Checkpoint with "result_format": "COMPLETE" json that includes validation result without saving all results to GX context

Hello,

I am using a checkpoint with “result_format”: “COMPLETE” option in order to use the complete JSON for custom python flagging row by row issues with a unique identifier (in this case point_id).

The issue I am having is that I also want to create a validation result HTML summary page (/dbfs/mnt/gx/uncommitted/data_docs/local_site/validations/exp_suite/20240801-160244-gx-run-exp_suite/20240801T160244.027774Z/memory_datasource-exp_suite.html) built as well and I cannot find an option that stops the action store_evaluation_params from writing all the COMPLETE failed checks from writing out to my GX data context. To make matters worse I am on databricks using a service principle to connect to Azure where my GX context is located (making checkpoint runtime performance VERY slow [essentially unusable] when this is happening).

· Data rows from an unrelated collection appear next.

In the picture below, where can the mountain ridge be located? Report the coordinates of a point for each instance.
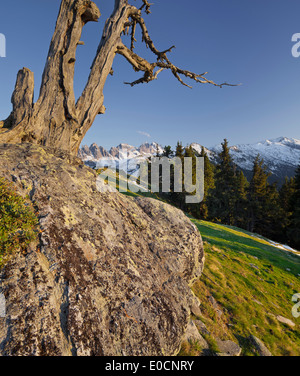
(281, 155)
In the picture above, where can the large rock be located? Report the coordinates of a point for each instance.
(259, 346)
(109, 274)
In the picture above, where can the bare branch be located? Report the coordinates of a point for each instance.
(147, 6)
(162, 62)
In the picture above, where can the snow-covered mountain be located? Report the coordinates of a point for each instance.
(124, 157)
(281, 155)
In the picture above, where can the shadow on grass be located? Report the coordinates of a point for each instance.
(236, 240)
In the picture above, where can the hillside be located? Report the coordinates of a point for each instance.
(252, 284)
(246, 290)
(281, 156)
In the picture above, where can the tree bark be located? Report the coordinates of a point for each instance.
(55, 120)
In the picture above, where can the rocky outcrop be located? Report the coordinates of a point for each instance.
(109, 274)
(259, 346)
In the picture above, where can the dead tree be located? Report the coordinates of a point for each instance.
(56, 119)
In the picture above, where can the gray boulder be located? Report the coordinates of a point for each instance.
(108, 275)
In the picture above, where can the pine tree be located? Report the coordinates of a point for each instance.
(222, 205)
(294, 228)
(241, 209)
(257, 194)
(265, 213)
(286, 194)
(209, 185)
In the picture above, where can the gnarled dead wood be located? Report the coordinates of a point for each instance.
(55, 120)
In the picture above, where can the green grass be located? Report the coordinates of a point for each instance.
(249, 280)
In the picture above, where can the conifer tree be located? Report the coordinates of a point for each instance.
(209, 185)
(265, 213)
(294, 228)
(241, 210)
(223, 202)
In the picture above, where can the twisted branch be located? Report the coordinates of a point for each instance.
(163, 62)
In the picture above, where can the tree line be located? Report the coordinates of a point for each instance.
(230, 198)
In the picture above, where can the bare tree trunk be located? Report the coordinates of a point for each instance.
(55, 120)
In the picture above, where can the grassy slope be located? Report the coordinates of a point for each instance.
(249, 280)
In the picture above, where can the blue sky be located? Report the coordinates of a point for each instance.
(237, 41)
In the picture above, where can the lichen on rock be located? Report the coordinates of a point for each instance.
(110, 275)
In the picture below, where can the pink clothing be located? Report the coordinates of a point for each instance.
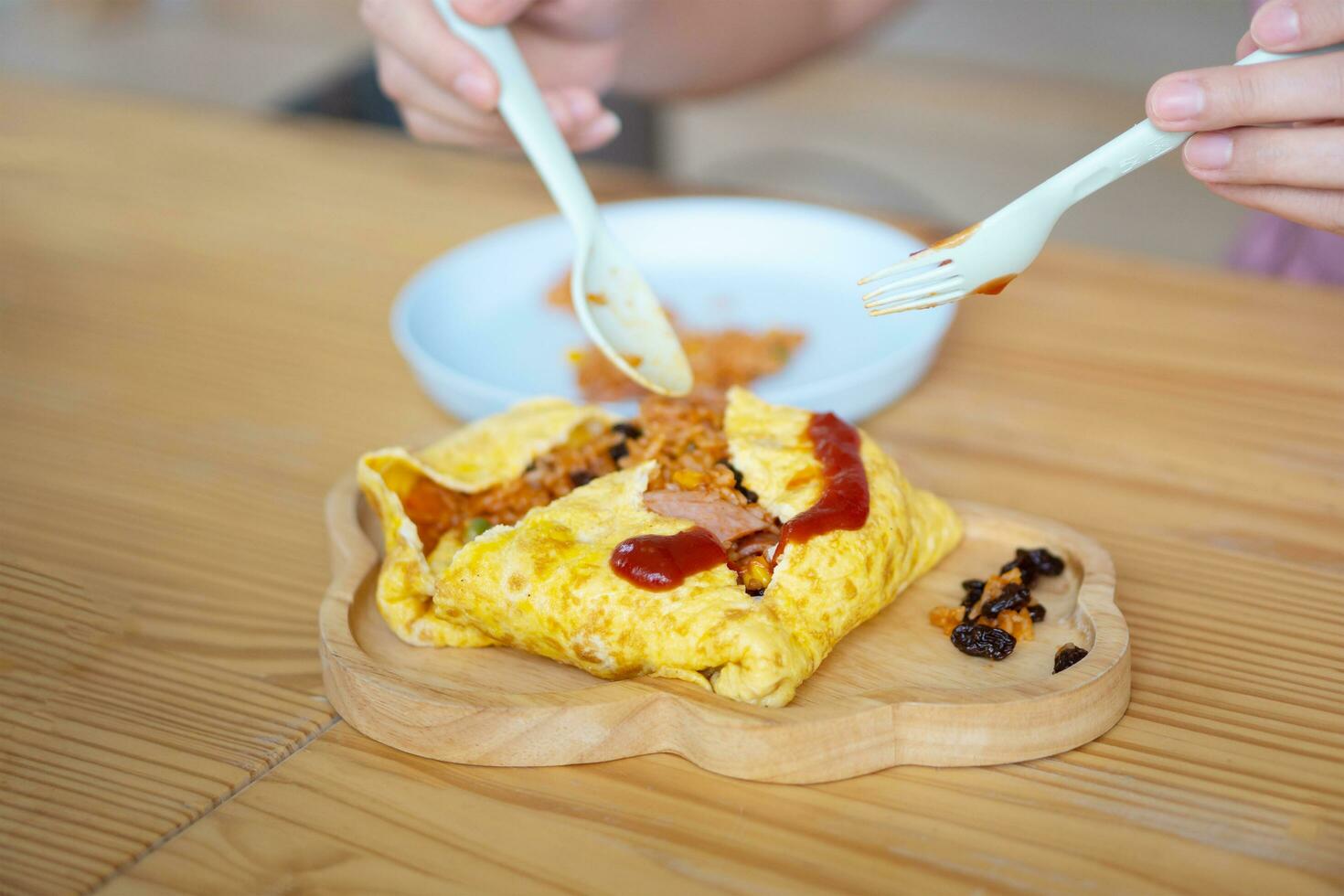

Since I could not find a way to stop this from happening I attempted to write a custom action for store_evaluation_params but unfortunately due to issues with the service principle it does not appear GX can locate my plugins or custom_actions on the Azure blob location compared to when they are located locally on dbfs. I am able to read the rest of my GX context just fine but the python files with custom actions within the plugins directory is never imported and instead indicates the module cannot be located. I have set the path in gx.yml and defined the modules while also appending it to sys in python without any luck.

I am wondering if:

  1. MOST PREFERRED OUTCOME: Is there a way to generate a validation result summary HTML page while having “result_format”: “COMPLETE” set but without having the store_evaluation_params write out all the results to my GX context?

OR

  1. Is there is better way to implement a custom action adding this modification to the validation result outside of the dependency around locating the plugins directory?

My checkpoint:

checkpoint = Checkpoint(
    name=checkpoint_name,
    expectation_suite_name=expectation_suite_name,
    data_context=context,
    run_name_template=f"%Y%m%d-%H%M%S-gx-run-{expectation_suite_name}",
    validations=[
        {
            "expectation_suite_name": expectation_suite_name,
        }
    ],
    action_list=[
        {
            "name": "store_evaluation_params",
            "action": {
            	"class_name": "StoreEvaluationParametersAction"
            }
        },
        {
            "name": "update_data_docs",
            "action": {
                "class_name": "UpdateDataDocsAction"
            }
        }
    ],
    runtime_configuration={
        "result_format": {
            "result_format": "COMPLETE",
            "unexpected_index_column_names": ["point_id"],
            "return_unexpected_index_query": True,
        },
    },
)

My custom action:

class CustomStoreValidationResultAction(StoreValidationResultAction):
    def _run(
        self,
        validation_result_suite: ExpectationSuiteValidationResult,
        validation_result_suite_identifier: ValidationResultIdentifier,
        data_asset: dict,
        payload=None,
        expectation_suite_identifier=None,
        checkpoint_identifier=None,
    ):
        # Create a new ExpectationSuiteValidationResult with modified results
        modified_results = []
        for result in validation_result_suite.results:
            modified_result = result.to_json_dict()
            if "unexpected_index_list" in modified_result.get("result", {}):
                del modified_result["result"]["unexpected_index_list"]
            if "unexpected_list" in modified_result.get("result", {}):
                modified_result["result"]["unexpected_list"] = ["<removed for storage>"]
            modified_results.append(modified_result)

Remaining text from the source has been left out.